After the death of her lover, Phillip, a Canadian Native American political activist, ostensibly at the hands of his government, folk artist Kathleen Yearwood produced this CD. The songs are not about rage and loss—they are rage and loss, barely songs at all, more like fragments of a delirium. Ranging in the space of a few bars from striking poetic imagery to factual minutae relating to the case to a grief-stricken incoherence, this is a unique document, the closest contemporay music has come to pure confession. Not the best recording, but that suits the materials. Harrowing.

Bataclan 72, Lou Reed, John Cale and Nico

This live performance has Reed, Cale and Nico in a stripped-down setting, nearly unplugged, alone and together, playing their most haunting material: “Waiting for the Man” / “Berlin” / “Black Angels Death Song” / “Wild Child” / “Heroin” / “Ghost Story” / “The Biggest, Loudest, Hairiest Group Of All” / “Empty Bottles” / “Femme Fatale” / “No One Is There” / “Frozen Warnings” / “Janitor of Lunacy” / “I’ll Be Your Mirror” / “All Tomorrows Parties” / “Pale Blue Eyes” / “Candy Says”. Kind of a nostlagia deal, but wow…

Polyphony, edited by Deborah Layne and Jay Lake

The most interesting and adventurous short fiction market to appear in recent years. Polyphony Three, with wonderful stories by Ford, Dann, et al, gets my vote as the year’s best anthology.

Veniss Underground by Jeff VanderMeer and The Portrait of Mrs. Charbuque by Jeff Ford—I offer them not as an entry, but simply to save time, because I have to turn this list in a few minutes from now. I’m sure most who read this list will have read these two marvelous fantasy novels, the VanderMeer more of a fabulist experience, and the Ford a wonderfully mannered vision of 19th century insanity. Nobody can be said to be conversant with the state of contemporary fantasy if they haven’t read these books.

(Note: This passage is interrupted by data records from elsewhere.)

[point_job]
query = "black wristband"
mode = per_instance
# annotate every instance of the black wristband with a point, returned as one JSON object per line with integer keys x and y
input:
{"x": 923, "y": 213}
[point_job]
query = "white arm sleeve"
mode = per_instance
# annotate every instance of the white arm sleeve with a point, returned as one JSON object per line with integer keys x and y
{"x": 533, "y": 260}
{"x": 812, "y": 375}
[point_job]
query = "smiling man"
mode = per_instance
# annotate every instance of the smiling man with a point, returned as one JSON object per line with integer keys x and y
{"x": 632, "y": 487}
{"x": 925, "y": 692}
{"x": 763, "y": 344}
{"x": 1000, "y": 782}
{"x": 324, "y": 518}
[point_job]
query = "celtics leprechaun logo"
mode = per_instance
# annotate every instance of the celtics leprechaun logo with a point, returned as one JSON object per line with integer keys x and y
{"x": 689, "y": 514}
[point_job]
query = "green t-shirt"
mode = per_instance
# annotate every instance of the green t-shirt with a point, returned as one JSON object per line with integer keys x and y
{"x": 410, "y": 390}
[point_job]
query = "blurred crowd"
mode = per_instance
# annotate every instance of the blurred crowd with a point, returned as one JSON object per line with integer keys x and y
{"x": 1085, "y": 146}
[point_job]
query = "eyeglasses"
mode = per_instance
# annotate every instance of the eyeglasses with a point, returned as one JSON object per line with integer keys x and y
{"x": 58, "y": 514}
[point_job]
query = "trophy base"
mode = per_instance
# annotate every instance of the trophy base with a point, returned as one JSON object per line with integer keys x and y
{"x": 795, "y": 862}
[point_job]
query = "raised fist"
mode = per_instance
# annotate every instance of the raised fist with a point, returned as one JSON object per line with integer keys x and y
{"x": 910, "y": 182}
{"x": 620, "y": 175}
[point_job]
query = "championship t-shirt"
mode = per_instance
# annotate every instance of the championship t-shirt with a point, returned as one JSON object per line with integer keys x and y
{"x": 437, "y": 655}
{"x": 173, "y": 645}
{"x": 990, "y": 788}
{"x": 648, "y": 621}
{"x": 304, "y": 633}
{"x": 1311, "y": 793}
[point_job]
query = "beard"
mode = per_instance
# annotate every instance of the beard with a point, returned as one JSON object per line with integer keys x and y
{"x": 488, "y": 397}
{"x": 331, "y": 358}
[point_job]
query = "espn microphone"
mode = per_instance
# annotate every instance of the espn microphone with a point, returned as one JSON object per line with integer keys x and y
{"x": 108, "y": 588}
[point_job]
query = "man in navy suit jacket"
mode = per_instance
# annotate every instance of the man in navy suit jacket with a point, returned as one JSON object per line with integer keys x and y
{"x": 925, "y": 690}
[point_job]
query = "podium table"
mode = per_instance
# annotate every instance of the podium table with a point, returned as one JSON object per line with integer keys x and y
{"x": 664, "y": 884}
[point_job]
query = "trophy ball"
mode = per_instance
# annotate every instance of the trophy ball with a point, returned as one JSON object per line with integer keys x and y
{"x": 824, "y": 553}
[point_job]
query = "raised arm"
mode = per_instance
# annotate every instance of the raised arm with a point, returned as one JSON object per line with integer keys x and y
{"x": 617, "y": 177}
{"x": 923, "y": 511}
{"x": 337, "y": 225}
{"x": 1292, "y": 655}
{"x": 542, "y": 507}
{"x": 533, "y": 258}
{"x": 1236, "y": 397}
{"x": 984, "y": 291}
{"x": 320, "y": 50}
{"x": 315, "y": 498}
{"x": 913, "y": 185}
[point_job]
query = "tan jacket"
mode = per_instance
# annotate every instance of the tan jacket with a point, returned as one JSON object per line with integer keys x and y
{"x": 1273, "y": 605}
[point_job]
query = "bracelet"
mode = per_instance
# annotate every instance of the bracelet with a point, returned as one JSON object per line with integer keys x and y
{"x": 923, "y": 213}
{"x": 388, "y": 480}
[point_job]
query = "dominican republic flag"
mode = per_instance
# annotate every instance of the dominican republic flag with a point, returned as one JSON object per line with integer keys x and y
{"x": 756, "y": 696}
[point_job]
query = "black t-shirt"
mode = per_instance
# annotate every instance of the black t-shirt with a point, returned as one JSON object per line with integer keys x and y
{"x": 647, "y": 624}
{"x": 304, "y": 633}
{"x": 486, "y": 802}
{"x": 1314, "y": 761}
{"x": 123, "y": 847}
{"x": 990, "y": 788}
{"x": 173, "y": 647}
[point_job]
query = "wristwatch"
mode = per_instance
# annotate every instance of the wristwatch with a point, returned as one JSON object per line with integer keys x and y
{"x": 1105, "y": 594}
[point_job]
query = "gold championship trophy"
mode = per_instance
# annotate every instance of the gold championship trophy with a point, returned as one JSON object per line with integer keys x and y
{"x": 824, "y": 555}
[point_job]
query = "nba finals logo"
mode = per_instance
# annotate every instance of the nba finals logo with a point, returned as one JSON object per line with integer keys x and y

I have to send this off, but in passing I want to mention two other authors to whom I was introduced last year. Iain Sinclair, whose book Downriver, is an unforgettable novel concerning a film crew traveling along the Thames, filming the life along the river; and Cees Noteboom, the Dutch writer whose curious novellas articulate a classic European literary sensibility that stand in the tradition of Tomas Mann and Josef Svorecky.


Lucius Shepard is a multi-award-winning writer, author of the collections The Jaguar Hunter and The Ends of the Earth. Recent work includes Louisiana Breakdown (Golden Gryphon, 2003) and Floater (PS Publishing, 2003).